The Cost of Incarceration

Ta-Nehisi Coates’ “The Black Family in the Age of Mass Incarceration” was just published at The Atlantic. While we take some time this week to read, re-read, and digest the piece, here are two shorter stories about the cost of incarceration:
First, of course, John Oliver’s Last Week Tonight segment about the cost of that “free public defender” included as part of our Miranda Rights. I had no idea the public defender wasn’t actually free. Some municipalities require people to pay $50–200 in “public defender application fees,” and that’s just the beginning. (Read Al Jazeera America for a longer explanation of public defender application fees.)

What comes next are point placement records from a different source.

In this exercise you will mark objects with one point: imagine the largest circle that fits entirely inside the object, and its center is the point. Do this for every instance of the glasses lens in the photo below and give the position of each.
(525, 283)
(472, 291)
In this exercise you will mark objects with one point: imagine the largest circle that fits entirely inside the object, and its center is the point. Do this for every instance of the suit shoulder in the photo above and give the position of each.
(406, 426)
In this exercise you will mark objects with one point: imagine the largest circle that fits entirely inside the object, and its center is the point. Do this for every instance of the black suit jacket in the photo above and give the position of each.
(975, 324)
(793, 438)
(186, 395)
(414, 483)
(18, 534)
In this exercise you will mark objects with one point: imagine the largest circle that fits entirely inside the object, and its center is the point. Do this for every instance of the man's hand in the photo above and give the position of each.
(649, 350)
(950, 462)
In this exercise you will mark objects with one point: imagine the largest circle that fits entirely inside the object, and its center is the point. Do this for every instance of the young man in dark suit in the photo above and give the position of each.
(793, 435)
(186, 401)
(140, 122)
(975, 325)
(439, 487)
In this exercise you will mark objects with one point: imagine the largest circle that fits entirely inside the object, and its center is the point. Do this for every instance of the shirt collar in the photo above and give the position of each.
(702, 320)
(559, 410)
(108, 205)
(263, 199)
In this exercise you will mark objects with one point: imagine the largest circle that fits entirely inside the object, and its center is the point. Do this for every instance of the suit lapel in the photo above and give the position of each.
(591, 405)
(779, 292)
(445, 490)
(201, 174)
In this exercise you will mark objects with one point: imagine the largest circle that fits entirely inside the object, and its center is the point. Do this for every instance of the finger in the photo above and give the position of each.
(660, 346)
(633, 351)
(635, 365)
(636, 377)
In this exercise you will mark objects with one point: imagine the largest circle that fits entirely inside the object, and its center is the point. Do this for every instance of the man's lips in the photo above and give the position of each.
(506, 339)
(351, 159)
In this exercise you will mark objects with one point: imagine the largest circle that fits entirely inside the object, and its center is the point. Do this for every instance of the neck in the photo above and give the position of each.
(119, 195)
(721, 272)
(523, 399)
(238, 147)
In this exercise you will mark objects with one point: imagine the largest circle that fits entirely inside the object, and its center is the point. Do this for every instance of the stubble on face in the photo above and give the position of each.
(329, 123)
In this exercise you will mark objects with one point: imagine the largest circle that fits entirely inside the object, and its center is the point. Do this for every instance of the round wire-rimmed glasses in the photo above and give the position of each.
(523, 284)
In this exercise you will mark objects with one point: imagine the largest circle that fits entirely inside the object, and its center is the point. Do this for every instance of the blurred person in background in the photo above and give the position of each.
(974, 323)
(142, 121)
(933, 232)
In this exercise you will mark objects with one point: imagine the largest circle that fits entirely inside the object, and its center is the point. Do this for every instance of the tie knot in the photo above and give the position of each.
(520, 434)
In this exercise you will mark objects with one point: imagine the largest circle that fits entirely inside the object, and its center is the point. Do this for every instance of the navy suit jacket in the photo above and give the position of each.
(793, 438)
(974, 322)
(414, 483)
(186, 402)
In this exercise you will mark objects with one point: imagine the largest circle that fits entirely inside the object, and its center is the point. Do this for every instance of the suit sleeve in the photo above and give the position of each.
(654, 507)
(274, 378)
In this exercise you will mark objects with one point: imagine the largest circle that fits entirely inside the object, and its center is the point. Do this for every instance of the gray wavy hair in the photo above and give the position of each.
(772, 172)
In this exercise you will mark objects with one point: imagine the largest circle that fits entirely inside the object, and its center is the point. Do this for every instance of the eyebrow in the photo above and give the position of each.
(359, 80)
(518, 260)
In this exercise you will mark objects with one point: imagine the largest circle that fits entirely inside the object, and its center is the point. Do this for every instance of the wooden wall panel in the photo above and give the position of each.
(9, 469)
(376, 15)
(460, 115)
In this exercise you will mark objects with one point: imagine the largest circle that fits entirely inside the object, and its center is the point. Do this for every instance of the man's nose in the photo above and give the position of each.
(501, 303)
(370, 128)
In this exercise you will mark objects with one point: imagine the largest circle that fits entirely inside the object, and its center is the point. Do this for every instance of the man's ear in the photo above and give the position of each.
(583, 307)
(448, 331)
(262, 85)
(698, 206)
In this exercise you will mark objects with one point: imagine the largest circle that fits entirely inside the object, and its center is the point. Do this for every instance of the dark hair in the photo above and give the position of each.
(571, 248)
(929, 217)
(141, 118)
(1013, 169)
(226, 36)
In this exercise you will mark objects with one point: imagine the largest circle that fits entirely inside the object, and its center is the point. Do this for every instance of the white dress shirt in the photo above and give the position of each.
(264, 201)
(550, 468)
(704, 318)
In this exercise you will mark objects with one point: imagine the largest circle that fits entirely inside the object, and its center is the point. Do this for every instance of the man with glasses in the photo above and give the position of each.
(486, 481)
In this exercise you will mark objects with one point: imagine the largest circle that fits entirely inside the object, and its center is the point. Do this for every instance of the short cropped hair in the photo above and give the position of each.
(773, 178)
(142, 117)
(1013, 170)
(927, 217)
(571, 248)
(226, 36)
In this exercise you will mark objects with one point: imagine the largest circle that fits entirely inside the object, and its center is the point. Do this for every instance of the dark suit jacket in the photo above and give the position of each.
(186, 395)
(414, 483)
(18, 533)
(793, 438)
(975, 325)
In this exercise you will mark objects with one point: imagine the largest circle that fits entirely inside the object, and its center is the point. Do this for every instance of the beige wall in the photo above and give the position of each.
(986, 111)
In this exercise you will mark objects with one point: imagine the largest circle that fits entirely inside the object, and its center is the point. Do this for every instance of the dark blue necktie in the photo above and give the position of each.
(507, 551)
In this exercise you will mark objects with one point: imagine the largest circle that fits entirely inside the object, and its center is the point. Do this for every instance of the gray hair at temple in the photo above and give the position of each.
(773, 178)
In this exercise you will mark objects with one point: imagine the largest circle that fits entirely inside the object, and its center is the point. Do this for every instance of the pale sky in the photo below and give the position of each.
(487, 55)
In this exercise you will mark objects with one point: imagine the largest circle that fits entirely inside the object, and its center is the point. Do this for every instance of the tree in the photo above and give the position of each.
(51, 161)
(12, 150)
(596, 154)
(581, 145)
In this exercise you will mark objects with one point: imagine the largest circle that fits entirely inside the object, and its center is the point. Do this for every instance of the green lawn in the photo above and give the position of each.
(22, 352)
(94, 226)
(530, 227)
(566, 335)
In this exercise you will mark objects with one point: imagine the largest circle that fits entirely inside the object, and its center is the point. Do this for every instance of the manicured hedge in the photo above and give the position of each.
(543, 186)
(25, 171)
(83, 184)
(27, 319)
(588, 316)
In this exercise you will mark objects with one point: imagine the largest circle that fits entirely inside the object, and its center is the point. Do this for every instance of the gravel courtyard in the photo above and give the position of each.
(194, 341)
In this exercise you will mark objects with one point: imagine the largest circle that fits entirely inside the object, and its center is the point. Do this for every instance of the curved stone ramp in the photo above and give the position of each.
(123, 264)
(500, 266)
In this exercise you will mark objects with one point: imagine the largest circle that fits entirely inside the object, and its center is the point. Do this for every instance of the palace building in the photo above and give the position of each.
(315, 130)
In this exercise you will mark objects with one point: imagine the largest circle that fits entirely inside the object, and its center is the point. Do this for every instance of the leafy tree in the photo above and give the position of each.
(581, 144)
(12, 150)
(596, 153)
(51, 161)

As Oliver notes, first you get stuck with the public defender application fee, and then you are required to pay additional costs if you are found guilty. (Over 90 percent of people in these situations take guilty pleas, for a variety of reasons often unrelated to actual guilt.) If you can’t pay those costs, you get arrested for contempt of court — which comes with even more fees.
What happens if you become incarcerated? ThinkProgress just released a summary of costs that your family can expect to pay while you are in jail:

As ThinkProgress writes:
More than two-thirds of respondents said their family’s financial stability was damaged when a member was incarcerated. Two out of three families had trouble meeting basic needs thanks to their loved one’s conviction and incarceration, including about half who struggled to afford food and another 48 percent who had trouble paying for housing.
So that’s what we can start thinking about, as we read Ta-Nehisi Coates’ examination of mass incarceration this week.